Göllersdorf wird um 1130 als Gelanesdorf erstmals erwähnt. Es war im 12. und 13. Jh. Sitz der hochfreien Herren von Seefeld und seit 1286 brandenburgisches Lehen der Burggrafen von Nürnberg. Göllersdorf unterstand Österreich bis 1770 nur landesrechtlich. Im 14. Jh. kamen die Herren von Puchheim in den Besitz der Herrschaft. In seinem Kern geht das Schloss auf ein 1463 erwähntes neues Haus zurück. Dieses wurde 1458 wie auch der Markt durch Oswald und Stephan Eiczinger unter Georg Podiebrad verwüstet und niedergebrannt. Als Erbauer des heutigen Schlosses gelten Veit Albrecht und Hans Christoph von Puchheim im 16. Jh. Seine Glanzzeit erlebte es unter dem Landmarschall Johann VIII von Puchheim, der 1522 enthauptet wurde. Im 16. und 17. Jh. war Göllersdorf eines der Zentren des protestantischen Adels in Niederösterreich. 1632 war es Schauplatz einer Zusammenkunft zwischen Fürst Ulrich von Eggenberg und Wallenstein, in deren Verlauf der Feldherr zur Übernahme seines zweiten Generalamtes bewogen werden konnte. Gastgeber und Vermittler war der Schlossherr, Generalfeldmarschall Johann Christoph III Graf von Puchheim. Nach dem Aussterben der Puchheim kam Göllersdorf 1710 an den Reichsvizekanzler Friedrich Karl Graf Schönborn. Er machte es zu einem Zentrum des niederösterreichischen Barocks. Der von ihm bevorzugte Baumeister Johann Lukas von Hildebrandt, war zwar am Schloss selbst nicht tätig, errichtete aber im Ort die Pfarrkirche und die Pestsäule sowie in der unmittelbaren Umgebung das Schloss Schönborn und die Loretokapelle. Als die Grafen ihren Herrschafts- und Amtssitz in das wesentlich wohnlichere Schloss Schönborn verlegten, wurde Göllersdorf meist verpachtet. 1874 wurde hier eine Strafanstalt bzw. ein Arbeitshaus untergebracht, wobei beim erforderlichen Umbau wertvolle Baudetails vernichtet wurden. Das Schloss blieb bis in die 70er-Jahre des 20. Jh. im Besitz der Familie Schönborn-Buchheim und wurde dann an die Republik Österreich verkauft. 1984 wurde nach der Errichtung eines umfangreichen Hochsicherheitstraktes in Schloss Göllersdorf eine Anstalt für geistig abnorme Rechtsbrecher eingerichtet. Die alten Gebäudeteile wurden zwar durch eine aufwändige Restaurierung vom Verfall gerettet, doch haben die modernen Zubauten den Ensemblecharakter weitgehend zerstört.

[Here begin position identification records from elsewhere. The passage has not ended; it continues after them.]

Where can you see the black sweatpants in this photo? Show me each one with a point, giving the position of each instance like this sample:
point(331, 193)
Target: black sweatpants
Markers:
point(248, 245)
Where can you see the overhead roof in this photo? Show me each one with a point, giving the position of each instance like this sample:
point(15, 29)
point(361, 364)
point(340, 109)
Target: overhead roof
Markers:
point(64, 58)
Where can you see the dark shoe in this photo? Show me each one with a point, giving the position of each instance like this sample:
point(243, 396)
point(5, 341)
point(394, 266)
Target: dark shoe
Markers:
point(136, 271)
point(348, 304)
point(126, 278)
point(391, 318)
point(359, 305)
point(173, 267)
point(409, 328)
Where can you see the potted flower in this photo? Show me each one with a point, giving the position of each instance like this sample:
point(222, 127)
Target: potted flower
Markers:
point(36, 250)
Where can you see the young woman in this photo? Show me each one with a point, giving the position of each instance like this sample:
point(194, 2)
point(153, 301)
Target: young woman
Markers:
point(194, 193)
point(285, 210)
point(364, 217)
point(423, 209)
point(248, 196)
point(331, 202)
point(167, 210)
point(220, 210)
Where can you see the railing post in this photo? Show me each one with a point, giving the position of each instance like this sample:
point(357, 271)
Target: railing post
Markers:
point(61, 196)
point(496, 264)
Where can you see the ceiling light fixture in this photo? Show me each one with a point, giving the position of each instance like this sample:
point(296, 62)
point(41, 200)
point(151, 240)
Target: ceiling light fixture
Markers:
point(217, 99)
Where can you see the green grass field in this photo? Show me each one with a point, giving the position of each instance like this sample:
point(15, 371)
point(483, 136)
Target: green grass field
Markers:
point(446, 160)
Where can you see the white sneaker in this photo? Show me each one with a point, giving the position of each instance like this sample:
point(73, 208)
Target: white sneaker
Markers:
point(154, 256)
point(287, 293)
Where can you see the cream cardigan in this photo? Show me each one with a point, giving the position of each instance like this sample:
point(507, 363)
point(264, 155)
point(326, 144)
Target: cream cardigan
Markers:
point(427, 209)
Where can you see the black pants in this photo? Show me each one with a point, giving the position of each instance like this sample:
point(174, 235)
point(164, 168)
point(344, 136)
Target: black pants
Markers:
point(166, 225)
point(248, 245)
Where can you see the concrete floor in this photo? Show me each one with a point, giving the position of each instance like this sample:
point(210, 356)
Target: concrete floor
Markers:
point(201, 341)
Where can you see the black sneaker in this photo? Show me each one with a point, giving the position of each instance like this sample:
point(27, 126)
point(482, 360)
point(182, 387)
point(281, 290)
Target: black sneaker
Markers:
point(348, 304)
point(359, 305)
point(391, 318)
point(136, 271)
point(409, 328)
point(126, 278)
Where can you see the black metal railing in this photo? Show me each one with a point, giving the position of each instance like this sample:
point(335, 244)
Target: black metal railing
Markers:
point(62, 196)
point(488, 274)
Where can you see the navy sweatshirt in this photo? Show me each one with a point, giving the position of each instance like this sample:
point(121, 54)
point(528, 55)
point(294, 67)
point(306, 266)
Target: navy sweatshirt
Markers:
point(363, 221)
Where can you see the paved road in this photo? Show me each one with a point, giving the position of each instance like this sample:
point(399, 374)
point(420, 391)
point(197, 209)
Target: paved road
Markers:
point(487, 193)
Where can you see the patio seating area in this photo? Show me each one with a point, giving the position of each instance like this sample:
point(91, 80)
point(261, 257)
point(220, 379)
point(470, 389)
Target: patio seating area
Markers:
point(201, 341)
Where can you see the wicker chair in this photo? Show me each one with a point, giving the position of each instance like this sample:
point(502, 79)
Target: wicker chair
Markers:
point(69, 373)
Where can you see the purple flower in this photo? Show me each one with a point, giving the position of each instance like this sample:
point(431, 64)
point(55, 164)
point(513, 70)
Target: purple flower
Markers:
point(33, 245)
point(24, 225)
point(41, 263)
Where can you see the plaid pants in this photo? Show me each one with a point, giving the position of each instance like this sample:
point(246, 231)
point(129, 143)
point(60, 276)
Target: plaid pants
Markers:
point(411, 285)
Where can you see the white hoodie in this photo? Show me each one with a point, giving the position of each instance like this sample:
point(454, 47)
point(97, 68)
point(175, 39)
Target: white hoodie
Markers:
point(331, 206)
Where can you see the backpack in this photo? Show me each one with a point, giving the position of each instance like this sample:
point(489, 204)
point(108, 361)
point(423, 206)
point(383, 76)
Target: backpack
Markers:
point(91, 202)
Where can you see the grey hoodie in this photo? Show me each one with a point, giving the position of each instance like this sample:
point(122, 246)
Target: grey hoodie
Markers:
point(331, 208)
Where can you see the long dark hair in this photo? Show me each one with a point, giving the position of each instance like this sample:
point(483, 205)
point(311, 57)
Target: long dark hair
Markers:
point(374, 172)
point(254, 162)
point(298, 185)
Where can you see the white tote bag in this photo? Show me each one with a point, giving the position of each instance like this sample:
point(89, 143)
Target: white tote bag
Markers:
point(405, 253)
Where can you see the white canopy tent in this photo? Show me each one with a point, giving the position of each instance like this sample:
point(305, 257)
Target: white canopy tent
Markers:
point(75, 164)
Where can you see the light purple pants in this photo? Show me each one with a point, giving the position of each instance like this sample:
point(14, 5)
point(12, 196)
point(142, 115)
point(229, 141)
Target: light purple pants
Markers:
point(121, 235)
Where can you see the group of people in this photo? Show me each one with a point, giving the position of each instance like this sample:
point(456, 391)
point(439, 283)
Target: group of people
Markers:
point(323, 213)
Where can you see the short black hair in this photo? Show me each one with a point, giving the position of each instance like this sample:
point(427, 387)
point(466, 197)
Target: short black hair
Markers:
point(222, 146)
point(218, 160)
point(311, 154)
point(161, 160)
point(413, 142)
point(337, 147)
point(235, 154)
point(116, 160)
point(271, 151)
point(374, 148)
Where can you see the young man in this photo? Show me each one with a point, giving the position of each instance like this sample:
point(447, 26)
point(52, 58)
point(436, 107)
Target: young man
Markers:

Das Schloss liegt mitten im Markt. Bereits am Hauptplatz fällt ein Triumphbogen auf, dessen Giebelaufbau mit Löwen und Obelisken geschmückt ist. Er stammt aus dem Jahr 1703 und wurde vom Wr. Neustädter Bischof Graf Puchheim zu Ehren Kaiser Karls VI aufgestellt, der noch als Erzherzog auf einer Reise nach Spanien hier am 20. September 1703 nächtigte. In Spanien bestieg er als Karl III den spanischen Thron. Über dem Torbogen ist eine reichverzierte Wappenkartusche angebracht. Durch dieses Prunktor gelangte man einst durch den Park, der längst nicht mehr vorhanden ist, zum langgestreckten Renaissanceschloss. Vier einstöckige Flügel umgeben einen geräumigen rechteckigen Hof. Im Südosten führt ein kurzer Verbindungstrakt zum mächtigen Nordostturm. Das wenig auffallende Schlosstor liegt im marktseitigen Flügel. Die Kettenrollenschlitze weisen noch darauf hin, dass sich davor einst eine Zugbrücke befunden hat. Der Wassergraben wurde erst im 20. Jh. zugeschüttet. Rechts oberhalb des Tores ist ein steinernes Renaissancewappen der Puchheim eingemauert. Links neben dem Tor steht ein massiger gedrungener Eckturm, an dem sich noch Reste von Konsolen finden, die einst einen Wehrgang trugen. Rechts vom Tor schließt die lange Südwestfassade an, die noch Fenster in Renaissance-Steinfassungen zeigt. Im Vordertrakt des Schlosses ist eine freitragende Schneckenstiege erhalten. Die Unterseiten ihrer Stufen sind mit steinernen Tierreliefs verziert. Der älteste Teil der Anlage besteht aus dreigeschossigen Gebäuden, die einen kleinen Hof mit Arkadengängen und Sgraffitodekorationen umschließen. Hier liegen eine schöne, gegen den Innenhof geöffnete Treppe sowie die spätgotische Kapelle mit ihrem qualitätvollen Netzrippengewölbe. In den einstigen Wohnräumen des Schlosses hat sich außer einigen Resten von gotischen Decken im Südflügel wenig von der ursprünglichen Ausstattung erhalten.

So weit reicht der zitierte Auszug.